The loss from continuing operations, before special items, was reported at $56 million, or $0.77 per diluted share, compared to income of $6 million, or $0.08 per diluted share, a year ago.

Special items for the quarter reflect non-cash charges including valuation reserves for certain deferred tax assets, other asset impairments primarily related to LVS, restructuring charges and certain costs incurred in anticipation of the previously planned spin-off or sale of the LVS business.

EBITDA, before special items, was $10 million, down $72 million from the same period last year. This decrease is primarily due to lower production volumes in most original equipment manufacturer market segments globally.

Free cash outflow was $386 million in the first quarter of fiscal year 2009 compared with free cash outflow of $305 million in the same period last year. The decrease in free cash flow reflects lower cash earnings, higher inventories due to the dramatic rate of unplanned production declines, and previously announced settlement payments to resolve claims with certain unions and customers.

"Although significant volume declines and charges associated with the LVS business negatively affected our results this quarter, we are aggressively executing a series of actions to help mitigate the effects of the ongoing economic crisis," said Chip McClure, chairman, CEO and president.

"Through continued focus on reducing costs, strengthening the aftermarket business and gaining new military contracts, the Commercial Vehicle Systems (CVS) business performed well. Despite the severe downturn in heavy truck markets in most regions of the world, the CVS team was able to offset the negative volumes with minimal impact on performance. These results clearly underscore the validity of our aggressive Performance Plus cost savings and growth initiatives."

ArvinMeritor has implemented a number of initiatives to help manage cash, and is prepared to take additional actions if needed. Initiatives in process include:

  • Implemented workforce reductions of more than 1,500 employees.
  • Extended shutdowns and reduced work weeks at all plants.
  • Reduced and rebalanced capital spending.
  • Initiated a 10-percent salary reduction for all U.S. executive-level employees; and a 5-percent reduction in salary for all other U.S. salaried employees, in addition to similar actions in other parts of the world.
  • Eliminated matching contribution to the U.S. 401-K.
  • Suspended merit increases for fiscal year 2009.
  • Reduced discretionary spending by approximately 30 percent year-over- year.
  • Reduced Board of Directors annual compensation by 10 percent.
  • Suspended quarterly dividend.

As previously announced, economic conditions do not support the company's strategy to divest the entire LVS business at this time. "Due to continued deterioration in the global markets, it is now our priority to complete the divestiture of these businesses separately at acceptable returns to shareowners," said McClure.

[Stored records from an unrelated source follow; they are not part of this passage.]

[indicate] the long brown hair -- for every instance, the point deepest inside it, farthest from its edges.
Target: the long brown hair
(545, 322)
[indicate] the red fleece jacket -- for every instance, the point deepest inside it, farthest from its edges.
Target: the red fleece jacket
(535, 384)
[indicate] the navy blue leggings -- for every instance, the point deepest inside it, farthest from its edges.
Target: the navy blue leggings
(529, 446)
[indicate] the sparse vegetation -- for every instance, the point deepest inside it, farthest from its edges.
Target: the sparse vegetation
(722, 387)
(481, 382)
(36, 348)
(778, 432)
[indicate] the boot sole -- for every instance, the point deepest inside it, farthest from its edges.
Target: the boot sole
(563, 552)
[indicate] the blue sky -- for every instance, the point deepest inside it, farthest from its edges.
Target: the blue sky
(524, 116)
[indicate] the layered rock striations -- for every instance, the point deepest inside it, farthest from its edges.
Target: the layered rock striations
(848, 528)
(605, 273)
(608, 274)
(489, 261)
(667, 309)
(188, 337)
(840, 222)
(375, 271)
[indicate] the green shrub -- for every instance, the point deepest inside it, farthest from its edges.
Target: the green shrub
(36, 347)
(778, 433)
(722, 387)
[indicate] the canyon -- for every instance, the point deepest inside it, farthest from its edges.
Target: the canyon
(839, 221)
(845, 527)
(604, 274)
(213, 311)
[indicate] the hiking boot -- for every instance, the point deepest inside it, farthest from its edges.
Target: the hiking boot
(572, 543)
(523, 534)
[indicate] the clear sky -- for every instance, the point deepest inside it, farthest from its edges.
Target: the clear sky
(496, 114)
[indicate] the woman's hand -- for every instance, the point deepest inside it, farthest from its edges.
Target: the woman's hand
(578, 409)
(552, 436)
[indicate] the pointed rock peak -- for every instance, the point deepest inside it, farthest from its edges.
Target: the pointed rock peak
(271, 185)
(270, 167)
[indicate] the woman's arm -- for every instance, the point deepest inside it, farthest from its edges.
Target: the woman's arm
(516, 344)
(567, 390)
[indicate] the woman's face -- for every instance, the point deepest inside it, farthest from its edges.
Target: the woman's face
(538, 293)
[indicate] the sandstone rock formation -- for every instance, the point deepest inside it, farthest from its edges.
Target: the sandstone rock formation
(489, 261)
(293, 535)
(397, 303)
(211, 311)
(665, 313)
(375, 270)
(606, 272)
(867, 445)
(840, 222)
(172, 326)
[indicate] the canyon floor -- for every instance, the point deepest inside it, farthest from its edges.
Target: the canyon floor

In January, the company executed multiple actions to reduce fixed costs within the LVS business, which are expected to result in $57 million in annual savings. These actions included the elimination of the LVS divisional organization, resulting in a headcount reduction of more than 100 positions. The Body and Chassis businesses are now being managed to realize maximum cost efficiencies, with additional actions currently under consideration.

The Wheels business, located in Brazil and Mexico, will be retained by ArvinMeritor.